Второе: Калгашкины-старшие, а также Рябченко А.Н. выписались из Мокрой Ельмуты в августе 1981 года в связи с выездом на другое место жительства. В декабре того же 1981 года они прописались в доме своей дочери Муравьевой Е.А.
Третье: На самом деле они все время жили на хуторе. Тем более что старуха Рябченко больна и почти не встает с постели.
Итак, мне стало ясно, что вся катавасия с куплей-продажей дома, а также с выпиской и пропиской - махинация с целью незаконного получения Ириной Алексеевной Калгашкиной трехкомнатной квартиры.
Но только ли этим ограничился круг ее незаконных действий? Почему горжилуправление и правление ЖСК "Салют" так благоволило к Калгашкиной? А человеку, имеющему все основания претендовать на трехкомнатную квартиру, то есть Бабаеву, отказали?
По-моему, всем этим пришло время заняться следователю.
Было возбуждено уголовное дело. Я поручил его Орлову Анатолию Васильевичу, молодому следователю, который только что закончил стажировку у Инги Казимировны Гранской. В помощь Орлову начальник районного отдела внутренних дел выделил инспектора ОБХСС старшего лейтенанта Владимира Гордеевича Фадеева. Фадеев по просьбе следователя срочно выехал в Мокрую Ельмуту. Через два дня следователь и инспектор ОБХСС зашли ко мне поделиться первыми впечатлениями.
- Ну и фокусница эта Ирина Алексеевна Калгашкина, - рассказывал Фадеев. - Прямо Кио... Такого тумана напустила у своих родственников, что те ничего не поняли. И фокус готов! Я спрашиваю у бабки Рябченко: жили, мол, в Зорянске? Господь, говорит, сынок, с тобой, я уж со двора года три не выходила. Отцу Калгашкиной - тот же вопрос. Он в ответ: а чего я там не видел? Я говорю: так у вас в Зорянске трехкомнатная квартира, на ваши кровные деньги. Он прямо-таки опешил. Спрашиваю: вы дочери Ирине четыре тысячи давали? Смеется. Я, говорит, больше сотни в руках не держал.
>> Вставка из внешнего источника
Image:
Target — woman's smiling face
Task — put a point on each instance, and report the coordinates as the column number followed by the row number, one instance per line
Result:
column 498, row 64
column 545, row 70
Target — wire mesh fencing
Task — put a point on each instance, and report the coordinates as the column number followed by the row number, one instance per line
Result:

Вот так, Захар Петрович. Старики даже и не подозревают, что были жителями нашего города.
- Погодите, погодите, - остановил я инспектора ОБХСС. - Почему отец Калгашкиной говорит, что и сотни не держал в руках? Он же дом продал...
Фадеев усмехнулся.
- А знаете, кому старики продали свой дом? Своей же дочери, Муравьевой.
- Как - дочери? - не понял я.
- Вот так. Своей родной дочери, которая родилась, выросла и до сих пор живет в этом доме.